Leslie, removing his hat and lifting his treasure trove, held her up for exhibition.

The girls laughed and spoke to her; had they been English girls she would have been promptly handed round and kissed; and she, with becoming gravity, replied gracefully in a few half-lisped words.

Then, leaving behind them on the air a cloud of dust, a perfume of camellia oil, and a long drawn “Sayonara,” the bevy of beauties passed in a gorgeous flight of mixed colors round the bend of the road and were gone.

“Ye mind he said seven rikshas were coming,” cried Mac.

“Bother!” answered Leslie. “He’d come the same direction and passed them. Do you think they’d have laughed and spoken to her if there was anything wrong and they’re Japs, and ought to know. Come! buck up, man! You’re not afraid to do what a girl has done?”

“A’weel!” said M’Gourley, half ashamed of himself; and dour as any Procurator Fiscal, he set to the examination of the being who was now on the ground again, her hand clasped in that of Leslie.

This was the result of the examination. Deponent lived with her father. Where? She did not know.—Just beyond there somewhere. What was the house like she lived in? It had a plum-tree growing before it. What did her father do? He hammered things with a hammer. Had she any brothers and sisters?
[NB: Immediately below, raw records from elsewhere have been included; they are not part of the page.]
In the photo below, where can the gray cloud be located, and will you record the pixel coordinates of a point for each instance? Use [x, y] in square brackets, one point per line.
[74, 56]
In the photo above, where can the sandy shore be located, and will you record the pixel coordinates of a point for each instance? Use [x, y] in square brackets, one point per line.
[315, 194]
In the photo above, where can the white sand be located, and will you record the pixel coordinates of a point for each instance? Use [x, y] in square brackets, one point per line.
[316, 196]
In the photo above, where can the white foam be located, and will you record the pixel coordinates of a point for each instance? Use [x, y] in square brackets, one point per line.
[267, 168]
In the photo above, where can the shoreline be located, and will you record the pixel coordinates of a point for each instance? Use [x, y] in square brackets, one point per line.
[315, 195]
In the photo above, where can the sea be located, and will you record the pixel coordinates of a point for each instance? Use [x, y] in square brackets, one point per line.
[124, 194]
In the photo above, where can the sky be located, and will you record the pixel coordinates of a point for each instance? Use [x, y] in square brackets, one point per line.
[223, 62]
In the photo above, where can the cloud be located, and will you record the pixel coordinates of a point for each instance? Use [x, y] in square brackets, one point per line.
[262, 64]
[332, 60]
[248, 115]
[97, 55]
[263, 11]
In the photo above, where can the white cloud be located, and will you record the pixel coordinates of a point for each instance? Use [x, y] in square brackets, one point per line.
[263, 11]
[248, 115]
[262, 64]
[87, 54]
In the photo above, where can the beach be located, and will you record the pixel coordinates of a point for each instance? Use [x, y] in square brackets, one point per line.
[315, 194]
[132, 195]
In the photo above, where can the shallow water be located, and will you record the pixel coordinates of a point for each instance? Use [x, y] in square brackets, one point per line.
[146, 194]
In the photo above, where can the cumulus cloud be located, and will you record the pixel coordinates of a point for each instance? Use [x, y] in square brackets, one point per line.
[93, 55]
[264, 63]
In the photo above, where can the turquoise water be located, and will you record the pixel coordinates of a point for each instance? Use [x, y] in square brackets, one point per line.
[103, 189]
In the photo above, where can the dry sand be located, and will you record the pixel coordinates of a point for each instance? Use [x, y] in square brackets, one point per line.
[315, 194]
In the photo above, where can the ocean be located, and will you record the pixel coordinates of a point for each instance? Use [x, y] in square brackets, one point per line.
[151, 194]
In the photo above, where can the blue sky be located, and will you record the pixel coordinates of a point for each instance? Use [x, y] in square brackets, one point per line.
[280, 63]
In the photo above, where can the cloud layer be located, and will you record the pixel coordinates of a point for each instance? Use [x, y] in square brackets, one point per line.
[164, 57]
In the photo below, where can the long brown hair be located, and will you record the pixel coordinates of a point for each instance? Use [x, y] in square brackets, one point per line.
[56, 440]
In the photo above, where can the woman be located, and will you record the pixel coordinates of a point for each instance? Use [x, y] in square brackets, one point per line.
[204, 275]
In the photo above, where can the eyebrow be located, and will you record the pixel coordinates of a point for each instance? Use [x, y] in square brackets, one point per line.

No; but—sudden thought—she had a sugar-candy dragon, and she had lost it. (Here deponent wept slightly and with reserve.)

Pause in the interrogations whilst a snub nose was wiped with Leslie’s pocket handkerchief.

And a kite, but that was at home. She had gone that day with a little boy—a neighbor—to hunt for the saccharine dragon, and they had lost themselves, then they had lost each other, then she had lost herself. How was that possible? Well, she had gone to sleep. Where? In the wood.

Here the examinate went off into a tale about an impossible tom-cat with wings, which she had once seen on an umbrella, and beheld once again in the wood, but was suppressed by the court and asked to keep to facts.